If you are interested in breeding hamsters, the Djungarian Russian Dwarf Hamster maybe your best option, as females get pregnant again immediately after giving birth, literally the same day.

4. Roborovski Dwarf Hamster

Roborovski dwarf hamster

Genus: Phodopus Roborovski

Roborovski dwarf hamster is native to the desert climates of Kazakhstan, China, and Mongolia. They are actually smaller than other dwarf hamster breeds.  They are just 2 inches long.


In terms of physical appearance, there are 10 different color variations.

The most common variety is the “agouti” which is white on the underside with a light grayish brown coat on top. It also has distinctive white spots over its eyes that look like eyebrows. They are one of the most active hamsters, with studies confirming that they run an average of 100 miles per night – that’s almost 4 full marathons before the sun comes up.

Agouties are also more sociable and prefer to live with other Roborovski hamsters.
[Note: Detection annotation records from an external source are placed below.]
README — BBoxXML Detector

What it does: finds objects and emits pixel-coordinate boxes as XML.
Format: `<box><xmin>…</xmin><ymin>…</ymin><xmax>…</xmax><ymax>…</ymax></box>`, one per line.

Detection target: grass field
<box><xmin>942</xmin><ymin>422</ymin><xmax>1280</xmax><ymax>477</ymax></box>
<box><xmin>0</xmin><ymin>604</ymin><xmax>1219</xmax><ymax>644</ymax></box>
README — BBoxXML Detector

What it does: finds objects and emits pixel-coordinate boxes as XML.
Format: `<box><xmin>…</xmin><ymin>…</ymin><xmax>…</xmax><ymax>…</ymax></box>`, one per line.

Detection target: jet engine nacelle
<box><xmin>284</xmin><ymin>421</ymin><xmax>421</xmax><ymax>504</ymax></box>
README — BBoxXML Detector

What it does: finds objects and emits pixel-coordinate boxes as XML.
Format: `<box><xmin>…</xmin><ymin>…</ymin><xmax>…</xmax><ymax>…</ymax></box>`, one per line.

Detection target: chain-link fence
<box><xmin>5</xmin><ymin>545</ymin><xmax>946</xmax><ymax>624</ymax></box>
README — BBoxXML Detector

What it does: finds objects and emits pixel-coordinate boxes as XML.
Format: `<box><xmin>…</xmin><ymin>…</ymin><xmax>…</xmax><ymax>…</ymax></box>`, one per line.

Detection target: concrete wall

Remember, if you want to avoid being overrun with little hamsters, make sure the hamsters you keep together are of the same sex.

Size and Lifespan

Size: 2-3 inches

Lifespan: 2-3 years in captivity


Roborovski dwarf hamsters are extremely shy by nature, so avoid loud noises or sudden movements. It is best to acquire them at a young age so that they will get used to you.

However, they don’t bite as much as some hamster breeds when they interact with them; let them be the boss so they don’t get scared.

Over the years they have evolved to be active at dawn and dusk, this is known as “crepuscular” so it is best to avoid bright lights.

You can use red lights in or near their cage if you want to look at them because their eyes are not able to see the red light so it will not disturb them.

5. Chinese Dwarf Hamster or Rat Hamster

Chinese dwarf hamster

Genus: Cricetulus griseus

Like the Roborovski, the Chinese dwarf hamster is native to the deserts of China and Mongolia, however, they are slightly larger averaging 4 inches long.

They appear longer and thinner than other hamsters and they also have the longest tails.


In the wild, Chinese hamster’s fur is mostly brown with a black stripe running down their back and black and gray spots throughout. Their belly is usually a bit whiter.

Chinese hamsters are sometimes confused with rats since their structure and coloration are very similar.

In captivity they have been bred in 3 variations; the wild coloration described above, a completely white variety with black eyes, and a light gray variety with a darker stripe running down its back.

Size and Lifespan

Size: Average 4 inches

Lifespan: Up to 3 years in captivity


Chinese hamsters can be unfriendly and skittish at first, but once tamed they are extremely soft and calm, and they enjoy holding onto your finger with all four legs.

Like the Roborovskis, they are very fast and agile, which means they need a larger cage with lots of toys and equipment so they can stay active.

Because they are thinner, Chinese hamsters can also escape through the bars of most hamster cages, so something with solid walls is required.

If you want to have more than one in a cage, it must be large enough so that each one has its own space.

You should also introduce them at a young age, as the Chinese hamster is not as social or friendly as other breeds of hamsters.